ECLI:DE:BGH:2016:100216B2STR391.15.0
-2-
Der 2. Strafsenat des Bundesgerichtshofs hat nach Anhörung des Generalbundesanwalts und des Beschwerdeführers am 10. Februar 2016 gemäß § 349
Abs. 4 StPO beschlossen:
1. Auf die Revision des Angeklagten wird das Urteil des Landgerichts Gera vom 17. Juni 2015 mit Ausnahme der Entscheidung
über den Adhäsionsantrag mit den Feststellungen aufgehoben.

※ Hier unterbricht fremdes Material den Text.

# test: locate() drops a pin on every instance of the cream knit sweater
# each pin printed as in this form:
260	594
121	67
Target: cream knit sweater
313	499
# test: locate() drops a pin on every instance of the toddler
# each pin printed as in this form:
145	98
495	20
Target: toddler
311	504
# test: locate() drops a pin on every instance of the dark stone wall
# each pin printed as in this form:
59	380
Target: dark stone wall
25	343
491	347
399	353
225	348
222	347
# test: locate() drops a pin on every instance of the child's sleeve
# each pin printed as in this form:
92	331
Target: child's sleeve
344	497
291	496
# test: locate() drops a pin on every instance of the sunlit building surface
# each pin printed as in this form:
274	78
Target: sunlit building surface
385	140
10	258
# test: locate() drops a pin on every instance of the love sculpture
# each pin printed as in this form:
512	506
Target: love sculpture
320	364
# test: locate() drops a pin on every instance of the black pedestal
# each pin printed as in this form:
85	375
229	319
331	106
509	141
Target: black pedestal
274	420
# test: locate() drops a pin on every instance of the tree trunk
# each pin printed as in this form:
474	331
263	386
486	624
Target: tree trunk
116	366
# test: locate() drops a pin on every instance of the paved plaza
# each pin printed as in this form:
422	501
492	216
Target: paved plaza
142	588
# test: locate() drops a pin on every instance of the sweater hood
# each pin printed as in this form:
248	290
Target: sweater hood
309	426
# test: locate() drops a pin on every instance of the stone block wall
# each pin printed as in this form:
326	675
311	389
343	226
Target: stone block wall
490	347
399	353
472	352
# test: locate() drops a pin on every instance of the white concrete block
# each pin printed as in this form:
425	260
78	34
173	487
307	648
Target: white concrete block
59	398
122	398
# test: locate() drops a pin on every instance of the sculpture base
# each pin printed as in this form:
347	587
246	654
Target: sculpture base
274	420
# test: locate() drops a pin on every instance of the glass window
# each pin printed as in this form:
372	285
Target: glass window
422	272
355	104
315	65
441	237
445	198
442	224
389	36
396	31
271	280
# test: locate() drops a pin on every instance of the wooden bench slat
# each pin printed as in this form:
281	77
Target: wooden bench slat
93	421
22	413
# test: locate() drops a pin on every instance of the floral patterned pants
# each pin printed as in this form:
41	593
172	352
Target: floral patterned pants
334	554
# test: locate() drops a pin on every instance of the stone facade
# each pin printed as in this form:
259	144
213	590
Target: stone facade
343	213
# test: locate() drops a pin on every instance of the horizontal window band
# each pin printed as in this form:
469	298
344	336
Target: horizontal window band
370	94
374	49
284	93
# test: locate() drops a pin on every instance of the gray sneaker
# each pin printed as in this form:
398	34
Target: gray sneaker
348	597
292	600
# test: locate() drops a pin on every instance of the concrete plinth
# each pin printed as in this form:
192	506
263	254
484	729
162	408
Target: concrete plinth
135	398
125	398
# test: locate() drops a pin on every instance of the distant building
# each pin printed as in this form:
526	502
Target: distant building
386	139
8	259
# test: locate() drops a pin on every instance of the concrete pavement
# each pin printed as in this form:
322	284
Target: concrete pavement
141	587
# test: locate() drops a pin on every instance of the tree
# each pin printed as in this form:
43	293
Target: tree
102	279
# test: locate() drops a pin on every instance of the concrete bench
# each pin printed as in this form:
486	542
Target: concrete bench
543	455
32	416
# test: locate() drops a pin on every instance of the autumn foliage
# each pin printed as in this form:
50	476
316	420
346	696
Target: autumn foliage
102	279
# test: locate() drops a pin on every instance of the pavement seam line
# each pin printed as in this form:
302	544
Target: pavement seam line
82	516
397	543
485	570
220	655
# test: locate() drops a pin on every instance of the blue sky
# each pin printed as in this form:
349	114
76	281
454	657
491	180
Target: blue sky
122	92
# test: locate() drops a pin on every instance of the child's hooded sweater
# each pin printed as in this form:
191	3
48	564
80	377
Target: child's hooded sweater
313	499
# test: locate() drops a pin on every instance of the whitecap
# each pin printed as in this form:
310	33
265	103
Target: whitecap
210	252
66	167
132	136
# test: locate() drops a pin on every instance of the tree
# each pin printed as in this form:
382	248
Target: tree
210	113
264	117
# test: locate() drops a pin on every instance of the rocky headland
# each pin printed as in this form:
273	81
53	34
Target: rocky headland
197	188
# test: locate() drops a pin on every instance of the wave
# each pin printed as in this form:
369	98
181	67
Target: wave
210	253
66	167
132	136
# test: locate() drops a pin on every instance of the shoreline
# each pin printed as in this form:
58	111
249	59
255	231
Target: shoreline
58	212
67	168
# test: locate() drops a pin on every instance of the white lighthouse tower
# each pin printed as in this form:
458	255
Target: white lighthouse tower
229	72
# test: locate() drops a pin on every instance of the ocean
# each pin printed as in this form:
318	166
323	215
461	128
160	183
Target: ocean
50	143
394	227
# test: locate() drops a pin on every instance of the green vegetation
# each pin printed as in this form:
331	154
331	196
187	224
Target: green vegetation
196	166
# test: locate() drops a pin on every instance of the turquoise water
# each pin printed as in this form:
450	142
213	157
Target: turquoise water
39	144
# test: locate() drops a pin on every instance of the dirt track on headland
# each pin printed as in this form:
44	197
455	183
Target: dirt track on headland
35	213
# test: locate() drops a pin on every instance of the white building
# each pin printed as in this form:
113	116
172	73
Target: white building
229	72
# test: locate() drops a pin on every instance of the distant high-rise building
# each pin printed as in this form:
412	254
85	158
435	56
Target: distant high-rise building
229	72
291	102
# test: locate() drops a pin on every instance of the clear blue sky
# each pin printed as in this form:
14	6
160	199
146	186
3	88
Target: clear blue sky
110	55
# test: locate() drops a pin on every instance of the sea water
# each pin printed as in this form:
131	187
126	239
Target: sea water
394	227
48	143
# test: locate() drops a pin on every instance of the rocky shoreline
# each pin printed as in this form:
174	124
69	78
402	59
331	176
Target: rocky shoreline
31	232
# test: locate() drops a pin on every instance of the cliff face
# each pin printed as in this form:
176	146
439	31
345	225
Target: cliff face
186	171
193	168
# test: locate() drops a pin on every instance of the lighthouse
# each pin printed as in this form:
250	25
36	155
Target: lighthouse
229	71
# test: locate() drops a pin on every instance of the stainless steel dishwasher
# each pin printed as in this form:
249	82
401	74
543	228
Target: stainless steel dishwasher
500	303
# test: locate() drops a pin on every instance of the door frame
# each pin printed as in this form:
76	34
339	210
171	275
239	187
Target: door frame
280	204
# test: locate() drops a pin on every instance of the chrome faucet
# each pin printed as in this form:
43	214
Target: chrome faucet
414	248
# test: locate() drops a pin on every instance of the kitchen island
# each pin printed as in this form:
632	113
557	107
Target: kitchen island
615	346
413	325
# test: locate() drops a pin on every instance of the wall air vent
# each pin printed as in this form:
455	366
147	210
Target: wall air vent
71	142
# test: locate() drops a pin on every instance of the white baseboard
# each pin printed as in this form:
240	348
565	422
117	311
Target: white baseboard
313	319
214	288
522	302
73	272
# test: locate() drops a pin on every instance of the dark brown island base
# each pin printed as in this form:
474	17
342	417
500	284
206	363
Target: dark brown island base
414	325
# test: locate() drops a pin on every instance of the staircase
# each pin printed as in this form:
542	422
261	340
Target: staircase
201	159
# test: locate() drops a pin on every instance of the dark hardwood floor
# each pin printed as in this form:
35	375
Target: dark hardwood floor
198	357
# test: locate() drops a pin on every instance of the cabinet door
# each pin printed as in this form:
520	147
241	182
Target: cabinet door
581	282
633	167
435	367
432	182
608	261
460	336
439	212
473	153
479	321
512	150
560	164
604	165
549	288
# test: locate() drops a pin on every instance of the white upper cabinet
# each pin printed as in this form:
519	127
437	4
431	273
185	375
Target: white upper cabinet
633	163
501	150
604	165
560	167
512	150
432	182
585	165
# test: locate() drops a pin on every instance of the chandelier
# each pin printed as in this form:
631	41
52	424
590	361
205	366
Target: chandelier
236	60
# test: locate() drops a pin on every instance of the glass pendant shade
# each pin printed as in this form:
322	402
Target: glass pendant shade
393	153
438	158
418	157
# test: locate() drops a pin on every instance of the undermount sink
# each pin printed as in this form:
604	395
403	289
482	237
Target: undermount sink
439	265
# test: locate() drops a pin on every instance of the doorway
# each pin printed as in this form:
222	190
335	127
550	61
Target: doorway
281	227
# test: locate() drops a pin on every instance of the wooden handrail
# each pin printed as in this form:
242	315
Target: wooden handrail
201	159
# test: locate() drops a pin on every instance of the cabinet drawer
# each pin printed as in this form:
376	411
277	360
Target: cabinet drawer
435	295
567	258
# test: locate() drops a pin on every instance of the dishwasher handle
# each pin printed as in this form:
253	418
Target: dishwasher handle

2. Die Sache wird zu neuer Verhandlung und Entscheidung, auch
über die Kosten des Rechtsmittels, an eine andere Strafkammer des Landgerichts zurückverwiesen.
Gründe:
1
Das Landgericht hat den Angeklagten wegen gefährlicher Körperverletzung in zwei tateinheitlichen Fällen in Tateinheit mit Nötigung, versuchter Nötigung, Bedrohung und Diebstahl zu einer Freiheitsstrafe von zwei Jahren verurteilt. Darüber hinaus hat es aufgrund des Anerkenntnisses des Angeklagten
eine Adhäsionsentscheidung zugunsten des Nebenklägers getroffen. Die auf
die Verletzung materiellen Rechts gestützte Revision des Angeklagten hat Erfolg.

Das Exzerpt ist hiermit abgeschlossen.